Rivista internazionale di architettura e arti del progetto settembre/ottobre 2012

New geometries
I tempi eroici della sperimentazione sullo spazio e sulle forme complesse sono consumati nella fatica di chi, convinto della necessità di quella ricerca, costringeva se stesso e i propri collaboratori ad osservare allo specchio le catenarie di fili appesi al soffitto guardandoli allo specchio, o con la testa sottosopra, per poi ridisegnarli e riprodurne le sagome sulla carta; oppure, come notoriamente usava fare Antoni Gaudí che dava vita alle proprie viscere fitomorfe utilizzando reti da pesca, o di catenelle, che interagivano con sistemi di pesi in grado di modificare e orientare il reticolo geometrico, al fine di ricavare visioni inedite e coinvolgenti. Quella ricerca unica ed irripetibile, per la propria intrinseca complessità e conseguentemente abilità, avrebbe avuto pochi epigoni e altrettanto minori committenti visionari disposti ad assumersene l’onere costruttivo di cui per certi versi solo un espressionismo premoderno ha colto il senso e continuato la sfida alla semplificazione spaziale e formale ridotta allo studio dell’assembramento di volumi stereometrici e rigorosi. Tuttavia quel modo di comprensione e concezione dello spazio, riluttante ad essere rappresentato e descritto nelle cartesiane visioni in pianta, sezione ed alzato, ha potuto trovare una diffusione più allargata grazie alla facilità con cui il computer design e i software specializzati hanno reso accessibile a tutti lo studio delle forme complesse e derivate dall’applicazione di geometrie non lineari. Pertanto acclarato il proliferarsi contemporaneo di progetti regolati da tracciati che inseguono non soltanto linee o generatrici curve o l’incastro tra queste, ma spazialità nuove e complesse portate talvolta all’estremo del “continuum visivo”, viene da chiedersi se questo corrisponda ad un reale sentire e a una concreta volontà dell’architetto o, viceversa, non rappresenti già un modo se non una moda resa conveniente da mezzi tecnici oggi disponibili e precedentemente negati ai più.
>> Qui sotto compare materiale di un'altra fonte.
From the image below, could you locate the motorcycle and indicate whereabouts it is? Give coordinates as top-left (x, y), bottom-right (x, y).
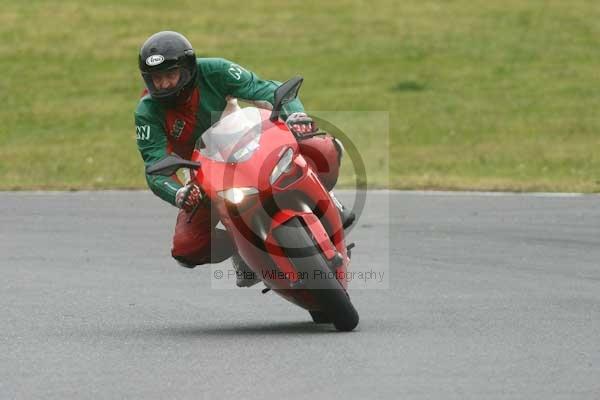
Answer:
top-left (146, 77), bottom-right (359, 331)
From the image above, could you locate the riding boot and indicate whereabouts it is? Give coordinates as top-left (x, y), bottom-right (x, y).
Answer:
top-left (231, 252), bottom-right (260, 287)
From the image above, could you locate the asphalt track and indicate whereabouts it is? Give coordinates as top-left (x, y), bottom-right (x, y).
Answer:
top-left (0, 192), bottom-right (600, 400)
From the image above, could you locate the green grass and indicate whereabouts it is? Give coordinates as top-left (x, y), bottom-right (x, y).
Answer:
top-left (0, 0), bottom-right (600, 192)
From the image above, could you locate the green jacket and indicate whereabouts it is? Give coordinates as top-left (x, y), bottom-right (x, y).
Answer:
top-left (135, 58), bottom-right (304, 205)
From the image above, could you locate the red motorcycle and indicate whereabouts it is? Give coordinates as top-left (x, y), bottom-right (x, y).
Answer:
top-left (146, 77), bottom-right (359, 331)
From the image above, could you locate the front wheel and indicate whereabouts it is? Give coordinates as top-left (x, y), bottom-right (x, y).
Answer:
top-left (273, 218), bottom-right (359, 332)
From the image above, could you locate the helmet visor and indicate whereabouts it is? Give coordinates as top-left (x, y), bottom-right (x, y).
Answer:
top-left (142, 64), bottom-right (191, 99)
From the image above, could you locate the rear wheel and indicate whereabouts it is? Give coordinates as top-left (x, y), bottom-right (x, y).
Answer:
top-left (273, 218), bottom-right (359, 331)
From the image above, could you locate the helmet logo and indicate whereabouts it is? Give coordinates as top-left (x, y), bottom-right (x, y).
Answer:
top-left (146, 54), bottom-right (165, 67)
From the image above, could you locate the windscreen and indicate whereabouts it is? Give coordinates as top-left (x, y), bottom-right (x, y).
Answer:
top-left (198, 107), bottom-right (262, 163)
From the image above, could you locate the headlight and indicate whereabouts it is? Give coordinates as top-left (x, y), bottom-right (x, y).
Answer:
top-left (269, 147), bottom-right (294, 185)
top-left (217, 188), bottom-right (258, 204)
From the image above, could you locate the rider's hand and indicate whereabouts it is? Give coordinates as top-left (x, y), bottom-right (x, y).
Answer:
top-left (175, 183), bottom-right (202, 212)
top-left (285, 113), bottom-right (317, 136)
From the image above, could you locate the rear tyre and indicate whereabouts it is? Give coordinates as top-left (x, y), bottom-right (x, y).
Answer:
top-left (309, 311), bottom-right (331, 324)
top-left (273, 218), bottom-right (359, 332)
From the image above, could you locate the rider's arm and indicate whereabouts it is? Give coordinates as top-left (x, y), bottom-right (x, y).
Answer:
top-left (205, 59), bottom-right (304, 121)
top-left (135, 103), bottom-right (181, 205)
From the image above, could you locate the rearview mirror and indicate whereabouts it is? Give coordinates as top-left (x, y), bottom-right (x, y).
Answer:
top-left (269, 76), bottom-right (304, 121)
top-left (146, 154), bottom-right (201, 176)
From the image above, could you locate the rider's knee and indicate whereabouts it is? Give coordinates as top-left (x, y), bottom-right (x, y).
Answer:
top-left (299, 135), bottom-right (344, 190)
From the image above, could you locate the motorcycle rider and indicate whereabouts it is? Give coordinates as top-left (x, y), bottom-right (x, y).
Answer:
top-left (135, 31), bottom-right (354, 286)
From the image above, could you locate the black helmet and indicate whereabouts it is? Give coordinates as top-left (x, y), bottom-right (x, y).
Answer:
top-left (138, 31), bottom-right (198, 104)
Senza indulgere verso un nostalgico luddismo, e constatato che l’architettura come disciplina è kantianamente un’arte di servizio che serve uno scopo l’abitare nelle sue molteplici declinazioni e che tale arte si esprime per mezzo di una tecnica e di mezzi tecnici adeguati alla sua progettazione e costruzione, niente potremmo dire sul diffondersi di consuetudini concettuali derivate.
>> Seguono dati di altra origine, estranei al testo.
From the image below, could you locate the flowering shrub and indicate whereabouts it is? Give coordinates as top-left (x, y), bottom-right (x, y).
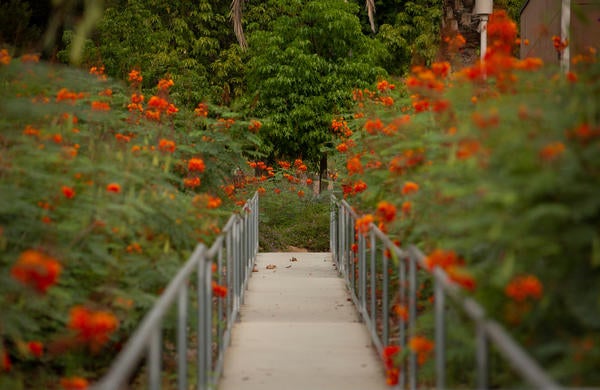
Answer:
top-left (335, 12), bottom-right (600, 387)
top-left (0, 56), bottom-right (262, 389)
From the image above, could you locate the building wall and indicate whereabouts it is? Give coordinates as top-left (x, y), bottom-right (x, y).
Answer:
top-left (520, 0), bottom-right (600, 64)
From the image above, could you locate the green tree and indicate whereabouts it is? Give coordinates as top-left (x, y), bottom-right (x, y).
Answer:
top-left (248, 0), bottom-right (386, 171)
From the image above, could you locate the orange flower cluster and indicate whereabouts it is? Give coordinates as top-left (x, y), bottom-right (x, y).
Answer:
top-left (383, 345), bottom-right (402, 386)
top-left (425, 249), bottom-right (476, 291)
top-left (10, 249), bottom-right (62, 294)
top-left (552, 35), bottom-right (569, 54)
top-left (129, 69), bottom-right (144, 87)
top-left (56, 88), bottom-right (85, 103)
top-left (365, 118), bottom-right (383, 135)
top-left (158, 138), bottom-right (175, 153)
top-left (408, 336), bottom-right (434, 366)
top-left (194, 103), bottom-right (208, 118)
top-left (402, 181), bottom-right (419, 195)
top-left (106, 183), bottom-right (121, 194)
top-left (0, 49), bottom-right (12, 65)
top-left (248, 120), bottom-right (262, 134)
top-left (158, 79), bottom-right (175, 92)
top-left (60, 376), bottom-right (89, 390)
top-left (90, 65), bottom-right (106, 80)
top-left (354, 214), bottom-right (375, 234)
top-left (389, 149), bottom-right (425, 175)
top-left (212, 282), bottom-right (227, 298)
top-left (376, 200), bottom-right (396, 223)
top-left (183, 176), bottom-right (202, 188)
top-left (504, 275), bottom-right (544, 302)
top-left (346, 156), bottom-right (364, 175)
top-left (92, 100), bottom-right (110, 111)
top-left (188, 158), bottom-right (206, 173)
top-left (331, 118), bottom-right (352, 137)
top-left (67, 306), bottom-right (119, 352)
top-left (61, 186), bottom-right (75, 199)
top-left (377, 80), bottom-right (396, 93)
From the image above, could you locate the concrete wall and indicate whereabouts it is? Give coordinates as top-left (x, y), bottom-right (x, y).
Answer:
top-left (520, 0), bottom-right (600, 64)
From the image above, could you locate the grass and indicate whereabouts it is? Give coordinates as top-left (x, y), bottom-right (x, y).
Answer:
top-left (259, 191), bottom-right (329, 252)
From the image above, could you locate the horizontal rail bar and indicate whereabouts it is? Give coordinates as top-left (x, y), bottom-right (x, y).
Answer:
top-left (91, 192), bottom-right (258, 390)
top-left (330, 194), bottom-right (561, 389)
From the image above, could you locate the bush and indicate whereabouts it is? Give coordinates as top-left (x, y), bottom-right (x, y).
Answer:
top-left (0, 50), bottom-right (260, 389)
top-left (338, 13), bottom-right (600, 387)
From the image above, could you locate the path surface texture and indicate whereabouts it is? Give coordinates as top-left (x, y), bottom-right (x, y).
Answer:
top-left (219, 253), bottom-right (388, 390)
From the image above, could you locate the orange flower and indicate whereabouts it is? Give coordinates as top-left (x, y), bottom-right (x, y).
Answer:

Al contrario, a giudizio di chi scrive, tale accessibile facilità alla modellazione spaziale può togliere all’architetto il tempo della ricerca e della riflessione atrofizzando il desiderio tutto critico e intellettuale della priorità del pensiero sull’azione, della teoria sulla tecnica ed in ultima analisi dell’uomo sulla macchina. Ciò non significa che al computer design non possa essere attribuita la liceità di esplorare strade che altrimenti sarebbero negate, anzi tale ambito di ricerca sembra lontano dall’esaurire le sue conclamate potenzialità, tuttavia rimane certo che l’architettura sia una disciplina che deve essere guidata da una intenzionalità ed una capacità di visione che la sposta più verso l’arte letteraria e il racconto piuttosto che verso l’arbitraria ricerca di una plasticità che in molti casi finisce per l’esaurirsi in se stessa, nel virtuosismo plastico e costruttivo. Se non vi è una ragione ultima che sostiene e sostanzia il progetto, il progetto non c’è, rimane un puro esercizio grafico e talvolta, purtroppo, costruttivo.